Transported to the south he is put up for auction by Freeman (Paul Giamatti) who sells him to a man named Ford (Benedict Cumberbatch). It is clear that Ford is no ordinary plantation owner whose heart is not in treating Solomon any less a man. When trouble starts Ford sees only one way out.
That’s when Solomon is sent to Edwin Epps (Michael Fassbender), a cruel man who uses the Bible to his own purposes. When Mrs. Epps (Sarah Paulson) discovers her husband’s affinity for the slave girl Patsey (Lupita Nyong’o) life on the plantation becomes even crueler.
It would be a chance meeting that brings to reality the hope that Solomon has clung too being 12 years a slave!
FINAL WORD: Ejiofor as Solomon is an elegant actor, and this role does take some elegance to perform. Watching the years of struggle to maintain some semblance of what he was prior to his kidnapping is amazing to watch. Watching Ejiofor there is deliberateness in each choice he makes, including the choices that are horrifying in every sense of the word. This is a stellar performance by an equally stellar actor.
Fassbender is frightening in the role of Epps. There is no doubt that this role is astonishing as Epps is a man who claims righteousness and excuses away the bending of that righteousness for his own benefit. There is nothing about this performance I didn’t like yet everything about this performance that was difficult to watch. Another incredible performance by an actor who seems to take chances with every role he takes.
Cumberbatch as Ford was so sad to watch. A man clearly in the wrong era trying to make things word. Knowing that owning a human being was clearly wrong he seemed wrapped up in a time where what was clearly wrong and what was expected could almost force a man into insanity. Giamatti as Freeman is an actor who everything he performs leaves its own unique mark. The role was small yet had an impact.
Nyong’o as Patsey is a character I just wanted to scream at the screen ‘Run! Just run!’ and knowing where that running would lead – back to the same horrors. What an absolutely beautiful performance.
Two other mentions here – Paul Dano as Tibeats is such a cruel character but based in such fear. Dano has always been a favorite of mine and with this film and PRISONERS earlier this year he has proven why. Alfre Woodard as Mistress Shaw portrays a character that few know even existed during this time period. Having no fear in a place full of fear, Woodard captures a mystery single handedly.
Other cast include: Dwight Henry as Uncle Abram, Bryan Batt as Judge Turner, Ashley Dyke as Anna, Kelsey Scott as Anne Northrup, Scoot McNairy as Brown, Chris Chalk as Clemens, Liza J. Bennett as Mistress Ford, Alfre Woodard as Mistress Shaw, Brad Pitt as Bass and Paul Dano as Tibeats.
TUBS OF POPCORN: I give 12 YEARS A SLAVE four and a half tubs of popcorn out of five. There is no denying that this is a difficult film to watch. The characters are each fearless, the story does not allow any emotional rest and the cinematography is as cold and cruel as Epps himself yet there are moments of great warm and spirituality.
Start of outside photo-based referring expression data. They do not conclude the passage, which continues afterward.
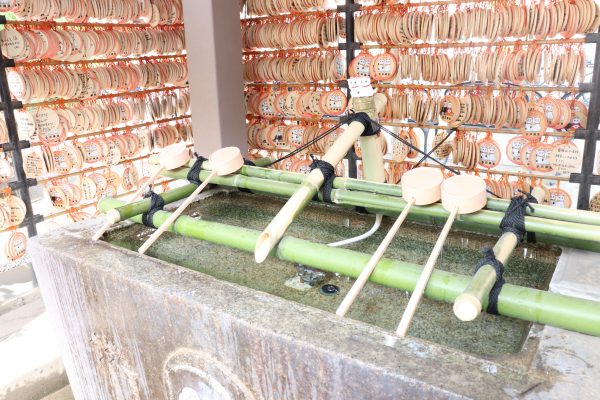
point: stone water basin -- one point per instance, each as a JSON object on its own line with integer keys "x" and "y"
{"x": 222, "y": 326}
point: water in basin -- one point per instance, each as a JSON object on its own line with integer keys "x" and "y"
{"x": 489, "y": 336}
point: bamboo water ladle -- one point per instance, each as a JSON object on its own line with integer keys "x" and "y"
{"x": 223, "y": 162}
{"x": 420, "y": 186}
{"x": 461, "y": 194}
{"x": 170, "y": 158}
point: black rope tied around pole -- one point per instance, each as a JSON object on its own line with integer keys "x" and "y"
{"x": 249, "y": 163}
{"x": 514, "y": 217}
{"x": 425, "y": 155}
{"x": 194, "y": 174}
{"x": 328, "y": 172}
{"x": 320, "y": 137}
{"x": 489, "y": 258}
{"x": 156, "y": 204}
12 YEARS A SLAVE is a book by Solomon Northrup that sold over 30,000 copies in 1853. Almost 100 years later two historians from Louisiana State University, in the early 1960’s researched Northrup’s journey and wrote about it in 1968. Director Steve McQueen has now brought the story to the screen.
The music is absolutely brilliant and, when words could not express the emotion it often brought viewers to tears. This is definitely a film that covers all corners of the human spirit and rounds them out with intense conversation that are sure to follow every viewing of the film.
In the end – the extraordinary true story of Solomon Northrup!